But I’ve not yet found any code to that end. I considered writing my own, but I got hopelessly confused by all the different GitHub repos (nupic.torch, nupic.research, htm-community, …). Before I waste my time, could anyone tell me where I should start? Thank you! :slight_smile:


There are two aspects to consider. One is the word encodings. You could go with random SDRs for each word, but IMO, you’ll be better off with SDRs that encode the semantics of the word.

For word SDRs that encode semantics, I would typically recommend getting them from Cortical IO, but it seems they no longer support their lower-level APIs (which you would need to access the word SDRs), so you might want to start with implementing the semantic folding algorithm. Cortical IO has published a lot of information on how it works, so not too difficult to implement. Semantic folding is patented, though, so depends on the application.

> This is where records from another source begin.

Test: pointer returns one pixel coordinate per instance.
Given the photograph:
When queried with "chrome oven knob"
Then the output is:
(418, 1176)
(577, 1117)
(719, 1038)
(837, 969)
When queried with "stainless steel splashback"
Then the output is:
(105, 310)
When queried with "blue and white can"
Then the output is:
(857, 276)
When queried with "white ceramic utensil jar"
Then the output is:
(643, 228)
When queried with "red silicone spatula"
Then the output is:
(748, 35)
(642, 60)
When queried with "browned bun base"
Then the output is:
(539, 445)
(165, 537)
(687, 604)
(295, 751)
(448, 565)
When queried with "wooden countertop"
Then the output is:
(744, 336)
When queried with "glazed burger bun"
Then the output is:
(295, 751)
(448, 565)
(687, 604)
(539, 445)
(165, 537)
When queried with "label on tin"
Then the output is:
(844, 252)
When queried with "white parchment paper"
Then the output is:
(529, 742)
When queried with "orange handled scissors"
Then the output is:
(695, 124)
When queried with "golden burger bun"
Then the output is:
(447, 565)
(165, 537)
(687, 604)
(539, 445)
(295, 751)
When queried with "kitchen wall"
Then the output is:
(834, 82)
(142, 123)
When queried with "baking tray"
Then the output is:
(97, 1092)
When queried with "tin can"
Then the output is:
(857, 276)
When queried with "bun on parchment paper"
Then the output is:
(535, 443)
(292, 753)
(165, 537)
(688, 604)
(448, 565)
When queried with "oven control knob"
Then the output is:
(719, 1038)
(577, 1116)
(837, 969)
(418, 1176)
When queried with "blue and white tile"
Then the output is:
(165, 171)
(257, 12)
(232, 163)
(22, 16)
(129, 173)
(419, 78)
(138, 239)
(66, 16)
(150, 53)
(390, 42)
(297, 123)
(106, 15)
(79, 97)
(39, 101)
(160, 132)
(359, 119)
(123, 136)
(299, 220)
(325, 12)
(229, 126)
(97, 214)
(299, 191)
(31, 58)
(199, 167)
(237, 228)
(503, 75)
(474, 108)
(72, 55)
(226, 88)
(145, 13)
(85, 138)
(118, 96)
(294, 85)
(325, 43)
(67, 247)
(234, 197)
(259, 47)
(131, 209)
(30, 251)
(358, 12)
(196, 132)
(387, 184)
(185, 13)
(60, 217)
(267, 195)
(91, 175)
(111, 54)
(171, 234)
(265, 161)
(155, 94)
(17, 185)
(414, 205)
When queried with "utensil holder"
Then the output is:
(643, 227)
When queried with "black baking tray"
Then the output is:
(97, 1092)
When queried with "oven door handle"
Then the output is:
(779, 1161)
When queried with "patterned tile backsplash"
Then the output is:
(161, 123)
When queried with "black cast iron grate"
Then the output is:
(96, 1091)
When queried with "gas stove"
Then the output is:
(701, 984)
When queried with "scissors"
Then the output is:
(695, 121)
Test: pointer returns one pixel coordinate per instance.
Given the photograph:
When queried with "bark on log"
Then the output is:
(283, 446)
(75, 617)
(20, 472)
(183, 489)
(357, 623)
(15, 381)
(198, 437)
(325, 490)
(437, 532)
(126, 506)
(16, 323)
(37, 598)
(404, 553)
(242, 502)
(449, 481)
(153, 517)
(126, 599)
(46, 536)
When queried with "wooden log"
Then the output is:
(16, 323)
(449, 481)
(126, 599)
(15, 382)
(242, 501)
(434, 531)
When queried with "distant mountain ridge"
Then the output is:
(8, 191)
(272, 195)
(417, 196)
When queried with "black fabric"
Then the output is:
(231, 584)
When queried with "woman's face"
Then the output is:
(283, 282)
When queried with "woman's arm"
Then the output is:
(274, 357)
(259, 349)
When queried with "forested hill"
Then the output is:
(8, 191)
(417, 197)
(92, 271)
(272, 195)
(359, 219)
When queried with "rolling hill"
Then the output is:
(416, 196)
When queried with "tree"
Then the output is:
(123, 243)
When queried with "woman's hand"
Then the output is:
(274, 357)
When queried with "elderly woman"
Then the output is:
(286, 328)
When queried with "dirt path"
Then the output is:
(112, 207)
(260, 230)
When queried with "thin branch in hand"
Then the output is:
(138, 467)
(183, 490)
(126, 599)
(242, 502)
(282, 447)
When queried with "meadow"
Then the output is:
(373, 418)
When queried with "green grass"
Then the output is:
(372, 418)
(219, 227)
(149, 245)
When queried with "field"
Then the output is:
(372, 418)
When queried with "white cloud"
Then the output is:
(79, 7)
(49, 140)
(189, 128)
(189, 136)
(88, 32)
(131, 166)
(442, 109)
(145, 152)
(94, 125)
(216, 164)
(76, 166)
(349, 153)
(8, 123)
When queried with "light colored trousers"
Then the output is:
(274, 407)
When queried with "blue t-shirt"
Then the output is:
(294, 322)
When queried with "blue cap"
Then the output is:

The second thing you’ll need is the speech generation component. This is where I assume you are considering applying HTM. There are a couple of projects here on the forum which have explored speech generation, but AFAIK not with the greatest results. This one for example.

I believe the lack of hierarchy is probably part of the reason for the less than satisfactory results. I also think the addition of an object/output layer from Thousand Brains Theory would help. Either / both of these might be worth exploring, if you are looking for something that isn’t “out of the box” and want to contribute to HTM theory.


Thanks for the response Paul! That Esperanto project is interesting, but I agree: hierarchy seems to be crucial, and I would even assume that some degree of time-warping (i.e. higher layers’ predictions stay active for longer) may be required to capture the long-range grammatical interdependencies between words in sentences.

As for the encoder, I found this paper called SPINE, which turns a GloVe embedding into an SDR. That could be enough.

Could you point me in the right direction re: which of the many HTM-related Github repos I should start with, if I end up finding the time to try and build something? I am comfortable with PyTorch, but if the htm-community repo lends itself better then I would use that instead.


From a performance perspective (especially if you want to go large-scale networks), you can’t beat Etaler. It has a couple key differences compared to the vanilla TM algorithm, though (see my reply and references to other threads on that one for more details on the possible ramifications). If you are looking to work with the vanilla algorithms, the HTM community repo is probably the way to go.


Brilliant, thanks so much. Etaler looks promising, I’ll take a look!


Thanks @Paul_Lamb. I’m still active. But busy on my exams until mid January. Feel free to submit issues or send a DM. I’ll reply as soon as I logged into the forum.